Hablaba muy despacio, y con un gesto de la mano acalló la interrupción de sorpresa que inició Juan Lexman.
—Para hablar aguarde a que yo haya terminado —gruñó—. Se ha introducido usted en la piel del verdadero asesino y ha hablado de un modo muy convincente. Con tan vivos colores nos ha pintado usted los hechos, tal como los reconstruye en su imaginación, que ha habido momentos en que hemos creído encontrarnos ante el hombre que mató a Remington Kara. Le repito nuestro agradecimiento por esta representación.
Sir
Jorge miró por encima de los lentes a los colegas que le rodeaban, y que contestaron con murmullos de aprobación.
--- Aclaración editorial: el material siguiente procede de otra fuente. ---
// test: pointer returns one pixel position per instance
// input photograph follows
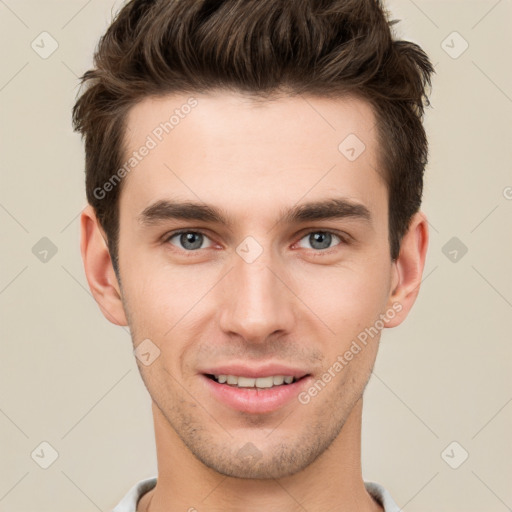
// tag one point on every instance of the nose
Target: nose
(257, 301)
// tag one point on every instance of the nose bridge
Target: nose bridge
(257, 303)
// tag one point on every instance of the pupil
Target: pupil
(320, 240)
(191, 240)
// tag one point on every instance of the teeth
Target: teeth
(260, 382)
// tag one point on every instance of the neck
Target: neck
(332, 482)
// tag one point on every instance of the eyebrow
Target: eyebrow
(330, 209)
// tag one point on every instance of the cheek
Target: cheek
(345, 298)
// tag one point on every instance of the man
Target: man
(254, 176)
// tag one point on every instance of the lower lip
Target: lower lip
(256, 400)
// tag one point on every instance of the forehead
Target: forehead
(226, 149)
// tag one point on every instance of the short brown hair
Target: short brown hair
(324, 48)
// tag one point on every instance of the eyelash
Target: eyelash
(344, 239)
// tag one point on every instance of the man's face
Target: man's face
(268, 294)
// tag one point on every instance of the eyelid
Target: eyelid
(167, 237)
(345, 238)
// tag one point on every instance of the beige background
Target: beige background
(68, 377)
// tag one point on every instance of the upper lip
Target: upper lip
(255, 372)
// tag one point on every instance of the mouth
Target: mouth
(271, 381)
(256, 394)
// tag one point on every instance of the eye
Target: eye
(189, 240)
(321, 240)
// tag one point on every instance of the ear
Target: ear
(408, 269)
(98, 268)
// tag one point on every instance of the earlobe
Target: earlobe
(408, 268)
(99, 270)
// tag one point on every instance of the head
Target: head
(259, 120)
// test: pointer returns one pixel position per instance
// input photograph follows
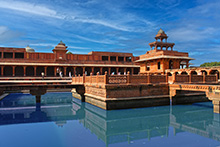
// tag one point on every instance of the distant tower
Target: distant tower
(162, 57)
(162, 43)
(60, 51)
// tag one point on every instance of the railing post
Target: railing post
(166, 77)
(148, 78)
(91, 77)
(78, 78)
(97, 77)
(204, 77)
(190, 78)
(128, 77)
(174, 77)
(106, 78)
(84, 78)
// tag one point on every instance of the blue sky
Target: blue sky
(112, 25)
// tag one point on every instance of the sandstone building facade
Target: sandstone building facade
(24, 62)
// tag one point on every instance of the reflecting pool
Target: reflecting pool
(63, 121)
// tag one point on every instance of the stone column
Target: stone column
(2, 70)
(101, 70)
(64, 72)
(13, 71)
(45, 71)
(74, 70)
(117, 69)
(109, 70)
(92, 70)
(25, 71)
(35, 71)
(132, 71)
(204, 77)
(55, 71)
(84, 70)
(190, 77)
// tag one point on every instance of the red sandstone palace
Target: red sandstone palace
(27, 62)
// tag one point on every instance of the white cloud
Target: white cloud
(29, 8)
Luego consultó su reloj.
—Y ahora tengo que marcharme —Se acercó a Lexman y le alargó la mano—. Les deseo buena suerte —dijo, a tiempo que estrechaba también la mano a Gracia Lexman—. Un día de éstos —añadió paternalmente— iré a verlos a Beston Tracey, y su marido me contará otra historia más feliz y de colores más alegres.
Se detuvo en la puerta, volvió la cabeza y encontró la mirada agradecida de Lexman.
—A propósito,
mister
Lexman —dijo vacilante—: no creo que deba usted escribir una novela titulada
El misterio de la vela doblada
. Digo, yo no soy quién para aconsejar a un escritor como usted; pero yo en su lugar no la escribiría.
Juan Lexman hizo un gesto de asentimiento.
—Le aseguro que no la escribiré —contestó.
FIN DE «EL MISTERIO DE LA VELA DOBLADA»
[1]
Oficina del Gobierno Civil en Londres.